Nein, nein, nein, du sollst keinen Joint rauchen, nicht zum Alkoholiker werden und saufen, bis dir eh alles egal ist und auch keine chemischen Beruhigungsmittel nennen. Wer ein bisschen was über den menschlichen Organismus und über das Gehirn weiß, der hat das gar nicht nötig! Wie bei (leider) allem im Leben: Ein bisschen Übung brauchst du schon.
Regel Nummer Eins: Am Tag vor der Prüfung oder dem Auftritt solltest du nicht mehr üben und dich unbedingt mit etwas anderem beschäftigen. Entspanne dich; mache etwas, das dir gut tut!
Regel Nummer Zwei: Freunde dich mit dem Gedanken an, dass ein bisschen Muffensausen ganz normal und sogar gut ist! Unser Gehirn sorgt dafür, dass wir in emotionalen Situationen eine Vollproduktion von Dopamin (Glücks- aber auch Angst-Hormon) starten. Das sorgt für eine gesteigerte Aufmerksamkeit und bessere Konzentration. Zu viel davon blockiert das System unserer Hirnzellen. Haben wir also Angst vor dieser Angst, steigt der negative Stress-Pegel. Die Folge ist oft das Black-out.
Regel Nummer Drei: Mach dich locker! Wer verkrampft sitzt oder steht, unterbindet nicht nur den reibungslosen Blutkreislauf, er atmet auch nicht mehr richtig. Somit entsteht eine leichte Unterversorgung von wichtigem Sauerstoff im Gehirn. Bestes Mittel zur Entspannung: Mit leicht gespreizten Beinen fest auf dem Boden stehen, mit Armen und Oberkörper kreisen, tief und gleichmäßig atmen.

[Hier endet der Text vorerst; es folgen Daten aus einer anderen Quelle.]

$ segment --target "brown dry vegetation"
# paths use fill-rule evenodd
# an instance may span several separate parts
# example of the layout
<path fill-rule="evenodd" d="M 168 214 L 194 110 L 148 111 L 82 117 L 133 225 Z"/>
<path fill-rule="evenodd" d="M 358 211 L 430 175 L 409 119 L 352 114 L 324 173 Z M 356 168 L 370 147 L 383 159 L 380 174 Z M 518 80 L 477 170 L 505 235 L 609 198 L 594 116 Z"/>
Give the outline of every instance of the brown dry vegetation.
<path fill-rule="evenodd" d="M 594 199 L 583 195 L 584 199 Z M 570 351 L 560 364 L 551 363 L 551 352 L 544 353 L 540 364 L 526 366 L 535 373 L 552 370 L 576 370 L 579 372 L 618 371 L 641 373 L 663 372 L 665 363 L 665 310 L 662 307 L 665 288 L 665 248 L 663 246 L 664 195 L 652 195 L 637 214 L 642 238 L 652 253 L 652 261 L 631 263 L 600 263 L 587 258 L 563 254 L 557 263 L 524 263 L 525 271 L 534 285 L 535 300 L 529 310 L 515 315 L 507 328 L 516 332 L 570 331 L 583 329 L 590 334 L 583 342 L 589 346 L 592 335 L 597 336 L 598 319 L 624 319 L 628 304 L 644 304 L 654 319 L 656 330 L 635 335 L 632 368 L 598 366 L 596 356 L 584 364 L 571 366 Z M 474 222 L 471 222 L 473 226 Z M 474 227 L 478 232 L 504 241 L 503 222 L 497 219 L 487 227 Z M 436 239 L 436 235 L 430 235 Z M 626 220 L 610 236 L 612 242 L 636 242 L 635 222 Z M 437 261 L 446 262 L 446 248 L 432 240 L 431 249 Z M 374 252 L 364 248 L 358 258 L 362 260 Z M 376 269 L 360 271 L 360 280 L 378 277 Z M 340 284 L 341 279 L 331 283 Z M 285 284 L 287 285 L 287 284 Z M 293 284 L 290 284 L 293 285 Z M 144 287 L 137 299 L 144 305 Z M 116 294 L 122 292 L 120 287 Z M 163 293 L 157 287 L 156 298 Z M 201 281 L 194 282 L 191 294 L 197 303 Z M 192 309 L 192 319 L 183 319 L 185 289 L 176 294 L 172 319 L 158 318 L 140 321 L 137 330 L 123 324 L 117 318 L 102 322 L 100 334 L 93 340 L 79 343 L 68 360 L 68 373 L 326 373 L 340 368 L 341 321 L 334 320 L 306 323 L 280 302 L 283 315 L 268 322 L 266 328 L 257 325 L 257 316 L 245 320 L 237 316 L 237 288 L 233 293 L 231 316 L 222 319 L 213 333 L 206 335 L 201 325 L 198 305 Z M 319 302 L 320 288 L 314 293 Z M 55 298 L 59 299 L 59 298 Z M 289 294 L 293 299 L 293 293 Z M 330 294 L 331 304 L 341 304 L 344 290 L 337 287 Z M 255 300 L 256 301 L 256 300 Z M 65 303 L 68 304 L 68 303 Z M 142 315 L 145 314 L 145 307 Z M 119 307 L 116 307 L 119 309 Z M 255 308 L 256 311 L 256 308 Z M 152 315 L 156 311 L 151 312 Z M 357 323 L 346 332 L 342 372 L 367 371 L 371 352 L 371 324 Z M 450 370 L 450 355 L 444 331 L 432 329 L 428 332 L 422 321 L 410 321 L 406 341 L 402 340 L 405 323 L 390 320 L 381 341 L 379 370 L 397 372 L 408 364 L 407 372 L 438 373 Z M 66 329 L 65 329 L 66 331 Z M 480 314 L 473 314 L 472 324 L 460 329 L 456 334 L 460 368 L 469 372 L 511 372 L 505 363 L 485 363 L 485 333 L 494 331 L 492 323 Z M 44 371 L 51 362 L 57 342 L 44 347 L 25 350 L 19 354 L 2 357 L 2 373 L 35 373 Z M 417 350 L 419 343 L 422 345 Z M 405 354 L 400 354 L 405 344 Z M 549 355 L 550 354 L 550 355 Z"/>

Hinweis: Es ist ein Irrglaube, das Rauchen und Traubenzuckerplättchen beruhigen oder die Leistung fördern. Das Ziehen an der Zigarette ist eine Scheinberuhigung; wir tun einfach etwas. In Wirklichkeit lähmt das Nikotin kurzzeitig unsere Muskelkraft und senkt die Temperaturempfindlichkeit. Im Prinzip eine Leistungsbremse! Traubenzucker sorgt für einen schnellen Anstieg des Zuckerspiegels, was zu einer höheren Verbrennungsaktivität im Körper führt. Dieser Pegel fällt allerdings innerhalb von
Minuten radikal wieder ab. Die Folge: Wir sind danach unkonzentrierter als vor der Einnahme!